本誌はJA柏崎に対して、一連の事実関係の有無や、贈答品関連の契約先をアイビック商事に切り替えた理由、今井会長と利害関係を有する会社の商品を職員が販売することは「JAの私物化ではないのか」などと文書で質問した。

 JA柏崎は「当該企業は全農新潟の指定取引先であり、その企業努力による差別化、優位性を評価し、取引先として決定したものです。経営管理委員会制度の下、事業推進はコンプライアンスを順守し理事会が業務を執行しており、当JA役員の利益相反など一切の指摘に当たりません」と回答した。

 違法性がなかったとしても、JA柏崎はトップによる我田引水と見られるような取引は慎むべきではないか。まして今井氏はJA新潟中央会やJA全農にいがたの会長を務めるリーダーなのだ。

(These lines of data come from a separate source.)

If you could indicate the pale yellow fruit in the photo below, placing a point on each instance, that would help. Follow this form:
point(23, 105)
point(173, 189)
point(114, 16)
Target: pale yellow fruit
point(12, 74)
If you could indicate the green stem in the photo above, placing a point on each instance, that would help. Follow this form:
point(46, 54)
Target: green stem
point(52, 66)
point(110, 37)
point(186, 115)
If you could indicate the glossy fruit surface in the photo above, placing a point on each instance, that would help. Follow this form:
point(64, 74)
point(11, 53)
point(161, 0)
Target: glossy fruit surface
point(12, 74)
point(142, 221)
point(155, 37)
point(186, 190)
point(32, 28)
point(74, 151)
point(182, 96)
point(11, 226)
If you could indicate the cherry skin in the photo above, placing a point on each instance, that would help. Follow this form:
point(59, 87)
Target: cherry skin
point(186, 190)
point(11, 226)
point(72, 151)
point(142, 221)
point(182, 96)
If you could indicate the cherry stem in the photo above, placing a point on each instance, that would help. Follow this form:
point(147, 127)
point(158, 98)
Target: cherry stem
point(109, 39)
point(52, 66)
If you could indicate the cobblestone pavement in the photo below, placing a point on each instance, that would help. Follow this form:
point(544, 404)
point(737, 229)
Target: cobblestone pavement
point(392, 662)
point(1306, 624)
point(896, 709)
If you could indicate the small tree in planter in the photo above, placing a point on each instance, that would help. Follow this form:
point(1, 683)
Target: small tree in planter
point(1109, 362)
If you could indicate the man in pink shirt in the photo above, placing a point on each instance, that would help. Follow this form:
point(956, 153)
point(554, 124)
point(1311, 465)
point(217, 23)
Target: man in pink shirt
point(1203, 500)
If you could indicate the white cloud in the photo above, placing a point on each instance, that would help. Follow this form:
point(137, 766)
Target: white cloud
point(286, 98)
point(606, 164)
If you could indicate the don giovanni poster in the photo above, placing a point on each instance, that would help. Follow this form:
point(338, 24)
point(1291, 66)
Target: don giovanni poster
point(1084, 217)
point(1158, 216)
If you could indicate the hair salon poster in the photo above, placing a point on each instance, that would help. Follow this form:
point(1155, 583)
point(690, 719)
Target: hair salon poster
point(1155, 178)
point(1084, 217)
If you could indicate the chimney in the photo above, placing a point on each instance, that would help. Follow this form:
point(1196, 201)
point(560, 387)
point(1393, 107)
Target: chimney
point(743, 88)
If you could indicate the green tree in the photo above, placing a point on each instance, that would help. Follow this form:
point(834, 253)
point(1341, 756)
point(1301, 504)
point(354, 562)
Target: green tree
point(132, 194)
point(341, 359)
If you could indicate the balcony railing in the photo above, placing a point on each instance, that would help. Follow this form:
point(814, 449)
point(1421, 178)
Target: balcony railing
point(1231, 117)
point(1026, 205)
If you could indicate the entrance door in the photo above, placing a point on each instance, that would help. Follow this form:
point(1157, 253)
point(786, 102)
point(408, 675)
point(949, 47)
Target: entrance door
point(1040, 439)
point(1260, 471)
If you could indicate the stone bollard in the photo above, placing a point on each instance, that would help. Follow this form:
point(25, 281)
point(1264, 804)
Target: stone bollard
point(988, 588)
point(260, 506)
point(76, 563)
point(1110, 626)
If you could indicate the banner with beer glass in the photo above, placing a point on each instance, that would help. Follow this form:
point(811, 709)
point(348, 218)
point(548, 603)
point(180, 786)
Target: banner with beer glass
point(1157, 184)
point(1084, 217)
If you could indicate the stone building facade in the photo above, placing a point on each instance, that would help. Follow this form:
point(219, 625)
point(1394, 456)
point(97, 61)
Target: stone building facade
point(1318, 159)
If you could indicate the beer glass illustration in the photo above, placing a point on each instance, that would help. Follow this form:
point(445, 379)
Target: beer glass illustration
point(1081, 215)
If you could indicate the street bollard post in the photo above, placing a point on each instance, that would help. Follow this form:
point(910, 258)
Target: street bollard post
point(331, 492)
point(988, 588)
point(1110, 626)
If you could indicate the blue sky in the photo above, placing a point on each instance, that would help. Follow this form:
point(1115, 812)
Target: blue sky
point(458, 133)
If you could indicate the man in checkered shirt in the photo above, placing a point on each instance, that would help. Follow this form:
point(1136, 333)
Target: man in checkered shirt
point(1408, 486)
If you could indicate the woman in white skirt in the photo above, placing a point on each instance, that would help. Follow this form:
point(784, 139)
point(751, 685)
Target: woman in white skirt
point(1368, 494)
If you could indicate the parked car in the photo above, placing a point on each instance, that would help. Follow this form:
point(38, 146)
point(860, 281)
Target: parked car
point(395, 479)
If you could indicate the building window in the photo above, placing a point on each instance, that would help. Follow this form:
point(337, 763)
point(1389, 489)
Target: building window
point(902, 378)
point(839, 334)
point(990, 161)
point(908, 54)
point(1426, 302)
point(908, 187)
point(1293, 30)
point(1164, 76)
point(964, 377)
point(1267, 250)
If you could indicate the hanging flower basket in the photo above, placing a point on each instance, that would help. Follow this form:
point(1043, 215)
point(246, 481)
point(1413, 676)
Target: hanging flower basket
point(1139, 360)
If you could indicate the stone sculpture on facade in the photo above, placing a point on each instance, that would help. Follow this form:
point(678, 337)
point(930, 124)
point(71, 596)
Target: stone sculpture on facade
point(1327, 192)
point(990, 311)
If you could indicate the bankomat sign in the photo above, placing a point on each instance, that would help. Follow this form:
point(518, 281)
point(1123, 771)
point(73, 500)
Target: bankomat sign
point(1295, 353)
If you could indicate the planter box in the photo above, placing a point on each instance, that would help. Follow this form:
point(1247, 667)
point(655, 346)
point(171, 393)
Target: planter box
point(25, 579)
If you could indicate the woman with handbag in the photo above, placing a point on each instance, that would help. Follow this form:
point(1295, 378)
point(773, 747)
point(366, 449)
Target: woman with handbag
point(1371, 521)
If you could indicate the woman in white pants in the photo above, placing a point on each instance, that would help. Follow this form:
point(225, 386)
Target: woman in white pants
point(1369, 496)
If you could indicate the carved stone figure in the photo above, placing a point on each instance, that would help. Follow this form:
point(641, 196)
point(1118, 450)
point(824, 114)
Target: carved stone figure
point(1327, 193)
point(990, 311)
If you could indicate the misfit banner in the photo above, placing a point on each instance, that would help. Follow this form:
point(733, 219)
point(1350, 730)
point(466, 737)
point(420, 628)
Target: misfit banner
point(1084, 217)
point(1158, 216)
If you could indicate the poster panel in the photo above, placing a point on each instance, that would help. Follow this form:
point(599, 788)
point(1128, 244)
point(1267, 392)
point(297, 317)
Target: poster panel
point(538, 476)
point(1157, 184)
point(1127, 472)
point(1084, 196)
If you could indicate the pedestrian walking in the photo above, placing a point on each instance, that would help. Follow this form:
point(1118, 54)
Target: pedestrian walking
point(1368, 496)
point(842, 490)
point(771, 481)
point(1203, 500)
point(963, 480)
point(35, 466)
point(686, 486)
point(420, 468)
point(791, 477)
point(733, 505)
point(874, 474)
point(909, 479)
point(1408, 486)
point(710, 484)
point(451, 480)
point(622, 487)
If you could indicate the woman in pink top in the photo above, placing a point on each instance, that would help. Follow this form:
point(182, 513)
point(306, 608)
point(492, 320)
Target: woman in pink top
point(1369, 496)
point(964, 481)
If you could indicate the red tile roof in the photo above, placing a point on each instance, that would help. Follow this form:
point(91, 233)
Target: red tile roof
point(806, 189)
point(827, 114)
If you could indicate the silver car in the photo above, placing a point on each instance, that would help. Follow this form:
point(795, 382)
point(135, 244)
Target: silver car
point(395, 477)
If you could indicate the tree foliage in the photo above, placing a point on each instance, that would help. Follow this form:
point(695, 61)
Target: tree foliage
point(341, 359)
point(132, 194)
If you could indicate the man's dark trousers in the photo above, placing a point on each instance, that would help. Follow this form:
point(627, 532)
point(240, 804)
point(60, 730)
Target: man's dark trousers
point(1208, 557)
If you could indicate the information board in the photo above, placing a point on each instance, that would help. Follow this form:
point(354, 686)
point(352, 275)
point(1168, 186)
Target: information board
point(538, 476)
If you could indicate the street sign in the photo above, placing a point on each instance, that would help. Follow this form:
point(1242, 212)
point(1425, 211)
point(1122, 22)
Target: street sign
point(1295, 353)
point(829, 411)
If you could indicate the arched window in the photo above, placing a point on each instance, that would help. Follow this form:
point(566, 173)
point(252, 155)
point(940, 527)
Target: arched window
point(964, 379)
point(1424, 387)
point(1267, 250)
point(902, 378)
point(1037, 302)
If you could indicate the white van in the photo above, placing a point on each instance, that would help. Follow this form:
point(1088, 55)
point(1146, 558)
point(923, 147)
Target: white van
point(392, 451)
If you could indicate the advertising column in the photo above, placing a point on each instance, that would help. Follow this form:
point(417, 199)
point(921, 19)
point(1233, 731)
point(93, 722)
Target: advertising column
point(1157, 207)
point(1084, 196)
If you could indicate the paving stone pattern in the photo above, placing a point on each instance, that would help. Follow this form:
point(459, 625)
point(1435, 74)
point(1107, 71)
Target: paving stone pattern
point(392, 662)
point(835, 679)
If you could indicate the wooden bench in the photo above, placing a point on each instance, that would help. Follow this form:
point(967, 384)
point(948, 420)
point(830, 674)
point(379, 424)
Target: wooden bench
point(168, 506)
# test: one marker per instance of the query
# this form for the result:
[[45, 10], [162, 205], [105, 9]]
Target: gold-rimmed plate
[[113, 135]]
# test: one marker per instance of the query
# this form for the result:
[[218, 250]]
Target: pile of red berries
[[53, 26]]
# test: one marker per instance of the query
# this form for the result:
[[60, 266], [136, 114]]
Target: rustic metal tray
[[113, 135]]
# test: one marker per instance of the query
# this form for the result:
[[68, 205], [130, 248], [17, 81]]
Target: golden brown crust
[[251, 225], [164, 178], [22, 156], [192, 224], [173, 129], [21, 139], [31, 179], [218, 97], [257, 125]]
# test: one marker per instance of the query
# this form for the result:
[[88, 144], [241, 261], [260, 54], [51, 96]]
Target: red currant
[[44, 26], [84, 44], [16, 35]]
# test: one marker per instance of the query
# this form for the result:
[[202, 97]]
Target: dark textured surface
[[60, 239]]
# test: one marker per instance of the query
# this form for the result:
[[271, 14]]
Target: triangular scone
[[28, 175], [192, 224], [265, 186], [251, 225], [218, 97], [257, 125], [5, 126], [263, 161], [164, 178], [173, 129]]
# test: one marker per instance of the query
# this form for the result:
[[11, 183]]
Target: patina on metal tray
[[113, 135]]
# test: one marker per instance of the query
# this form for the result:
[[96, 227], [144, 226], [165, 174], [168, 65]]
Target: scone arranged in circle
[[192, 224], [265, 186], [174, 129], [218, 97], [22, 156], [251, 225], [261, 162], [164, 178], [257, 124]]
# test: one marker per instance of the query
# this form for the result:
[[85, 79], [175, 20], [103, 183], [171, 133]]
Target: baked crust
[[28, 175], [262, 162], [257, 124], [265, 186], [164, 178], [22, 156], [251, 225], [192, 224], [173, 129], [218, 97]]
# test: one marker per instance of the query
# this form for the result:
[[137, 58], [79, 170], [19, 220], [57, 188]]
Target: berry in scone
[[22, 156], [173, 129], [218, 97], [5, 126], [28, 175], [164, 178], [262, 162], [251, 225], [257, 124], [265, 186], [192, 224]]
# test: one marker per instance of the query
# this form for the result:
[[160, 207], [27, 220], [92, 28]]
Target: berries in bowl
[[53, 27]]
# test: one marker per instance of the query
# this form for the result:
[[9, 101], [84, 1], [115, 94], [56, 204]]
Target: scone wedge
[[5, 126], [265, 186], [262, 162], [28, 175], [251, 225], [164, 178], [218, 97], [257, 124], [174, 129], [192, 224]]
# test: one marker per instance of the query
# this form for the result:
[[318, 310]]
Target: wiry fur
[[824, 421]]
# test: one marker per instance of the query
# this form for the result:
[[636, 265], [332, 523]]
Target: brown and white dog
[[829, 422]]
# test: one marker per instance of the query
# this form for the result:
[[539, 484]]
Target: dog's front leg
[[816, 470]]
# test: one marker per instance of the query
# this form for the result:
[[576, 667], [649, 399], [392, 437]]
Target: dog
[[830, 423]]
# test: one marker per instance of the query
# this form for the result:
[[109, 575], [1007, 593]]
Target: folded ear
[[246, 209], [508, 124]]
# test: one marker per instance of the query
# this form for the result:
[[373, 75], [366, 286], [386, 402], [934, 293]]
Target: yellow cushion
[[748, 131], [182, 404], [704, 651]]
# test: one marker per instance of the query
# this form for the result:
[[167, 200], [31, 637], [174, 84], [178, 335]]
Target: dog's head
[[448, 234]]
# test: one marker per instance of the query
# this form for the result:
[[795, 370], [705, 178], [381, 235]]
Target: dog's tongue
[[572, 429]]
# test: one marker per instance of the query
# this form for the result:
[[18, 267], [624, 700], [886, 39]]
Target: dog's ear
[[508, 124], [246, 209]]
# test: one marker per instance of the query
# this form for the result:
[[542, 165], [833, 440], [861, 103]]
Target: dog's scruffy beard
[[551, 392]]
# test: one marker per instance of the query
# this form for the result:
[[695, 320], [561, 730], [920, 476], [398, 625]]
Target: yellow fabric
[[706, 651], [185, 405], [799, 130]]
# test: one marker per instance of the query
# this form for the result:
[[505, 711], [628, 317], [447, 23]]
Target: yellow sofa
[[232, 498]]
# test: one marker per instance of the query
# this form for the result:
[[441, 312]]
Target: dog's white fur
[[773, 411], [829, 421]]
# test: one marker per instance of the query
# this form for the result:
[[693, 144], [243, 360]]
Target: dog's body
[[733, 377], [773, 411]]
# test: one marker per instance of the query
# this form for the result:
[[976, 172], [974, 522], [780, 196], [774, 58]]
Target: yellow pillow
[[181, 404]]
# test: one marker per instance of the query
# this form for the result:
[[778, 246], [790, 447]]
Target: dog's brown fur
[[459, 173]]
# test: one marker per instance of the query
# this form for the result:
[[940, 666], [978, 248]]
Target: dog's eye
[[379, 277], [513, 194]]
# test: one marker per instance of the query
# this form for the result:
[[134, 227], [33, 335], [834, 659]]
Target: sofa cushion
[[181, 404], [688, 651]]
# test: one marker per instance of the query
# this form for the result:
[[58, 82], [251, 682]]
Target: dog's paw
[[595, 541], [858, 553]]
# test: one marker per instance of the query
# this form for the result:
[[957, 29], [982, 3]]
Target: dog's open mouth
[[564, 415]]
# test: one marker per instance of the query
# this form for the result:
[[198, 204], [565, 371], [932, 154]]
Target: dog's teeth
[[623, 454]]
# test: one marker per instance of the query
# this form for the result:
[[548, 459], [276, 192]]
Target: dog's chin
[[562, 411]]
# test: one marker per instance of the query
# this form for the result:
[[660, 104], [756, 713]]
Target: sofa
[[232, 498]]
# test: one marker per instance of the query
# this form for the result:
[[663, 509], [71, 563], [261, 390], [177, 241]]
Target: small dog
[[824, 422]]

 柏崎市の農家は今井氏について、「若いころは専業農家のグループに所属していた。JA柏崎会長になった当初は信頼を置けたが、15年に中央会会長になったころから上部組織の顔色をうかがうようになり、農業関連事業も全農に頼るようになった」と話す。

 JA柏崎が贈答品をアイビック商事に切り替えた16年秋、東京・永田町ではJA全農改革の議論がピークを迎えていた。全農幹部は農家支援を強化する決意を語っていたが、その緊張感が新潟県の農協トップに伝わることはなかった。

 改革の本気度が疑わしいのはJAだけではない。残念ながら、農政全般において18年は改革が停滞しそうだ。

 なにせ斎藤健農相が「(卸売市場法を改正すれば)安倍政権の農業改革は収束する。制度は一通り完成し、力点は林業と水産業に移る」と、終結宣言しているのだ。

 斎藤農相は、今後は制度を使って農業改革を実現するフェーズだと言いたかったのかもしれない。だが、ねじを巻き直すべきは、政策目標の進捗が遅れている農水省の方だろう。